The relief in knowing that a fantastic author whom I’ve admired for many years doesn’t want to write struck a nerve inside of me. I realized that I don’t write because of following the proverbial American Dream. I write, because I must. I write, because there is a strand of insights and inspirations that live inside the recesses of myself that are bursting to emerge on the page. I write, because there is an ache that builds in my heart when I don’t.
So, I carry on. I don’t create masterpieces that I believe will leave some indelible mark upon history. I’m not aiming for that, though I hope to impart a legacy in some way that extends beyond my own family and small circle of friends. But what I do is practice, in the form of jotting down a word or phrase I hear from a conversation while I waiting to see a physician, or a strand of poetic verse sandwiched in an ordinary voicemail from a friend, or a lyric from a song that repeats itself in my mind.
And I journal. I know most of it is drivel, but I’ve come to a place of accepting that my creative work can be bad. That I don’t have to always be in The Flow. And I don’t need to follow the “sparkly breadcrumbs”1 all the time. Sometimes creative work involves drudgery. Often, it is done in secret. It is arduous and lonely and painful at times, but not because the artist necessarily fits this romantic construct of the manic-depressive outlier. It’s just hard to continue doing something that requires you to access the deepest parts of yourself, time and again, every day.

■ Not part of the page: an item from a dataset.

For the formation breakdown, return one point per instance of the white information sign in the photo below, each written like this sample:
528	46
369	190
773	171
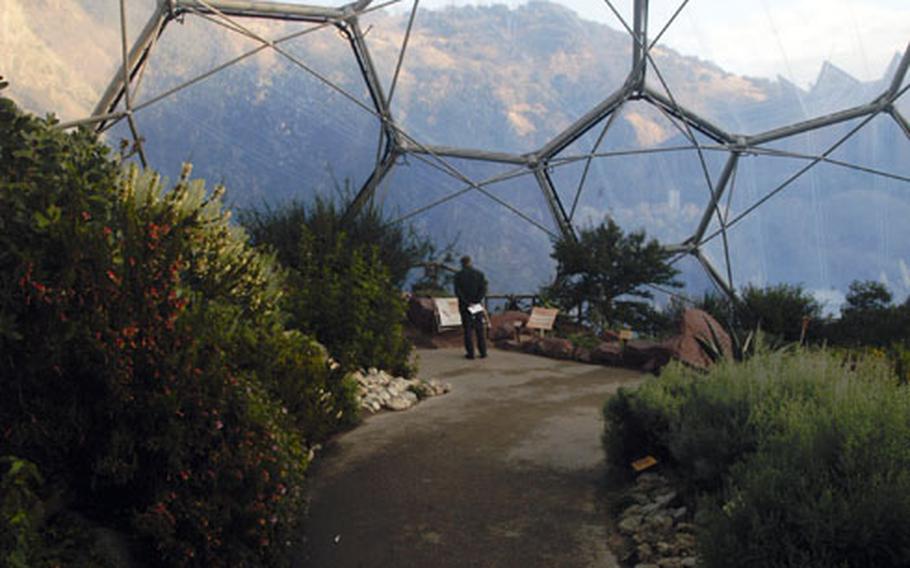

Being a writer isn’t what I do. I no longer view it as something separate from myself. It is interwoven into my being, into who I am as a person. It is one of many aspects of my identity, but mostly, it is how I view the world. What moves my heart sometimes is birthed as an insightful essay or a thoughtful reflection. Sometimes it gestates a while, because it is a seed that needs more time to flourish or be fully actualized. And I’m learning that who I am as an artist needn’t be contingent upon whether I am ever recognized as a commercial success.
Rick Rubin tells the reader in his book, The Creative Act, that there’s really nothing to figure out about your art - not why you’re doing it, or what it will become, or whether the outside world will receive it well or understand it. All you must do is follow the work that is calling your name, to honor it by listening to how it wants to be developed inside you and to know that it will materialize how, when, and why it wants to. The only job of the artist is to make the art that’s woven into - and from - the fabric of her experience, her temperament, her perspective, her knowledge.
There is no one who has ever lived or will ever live who can bring forth the beauty that comes from your life, or mine. Each of us is presented with the choice and the chance to bear what is both burden and blessing. Then, we give homage to what manifests, without asking it to become what it was never intended to be.
To quote the term coined by Shaelynn Parker Richardson.
I admire your tenacity to write, even when you don’t want to. As an extrovert, my need to write can be easily trumped by distraction, chasing after my emotions, or following other more mundane creative pursuits. You have inspired me to write everyday. Thank you!
I relate to much of what you say here. In some ways we are the victim of our early success, and that places such a burden of expectation on us! I'm continually reminded to focus on the process rather than the outcome and any commercial success or accolades that may follow. The end is so fickle, ultimately, that we must only please ourselves. Anything else is really a bonus and icing on the cake. I value your writing and hope that you continue to find reward in the act itself.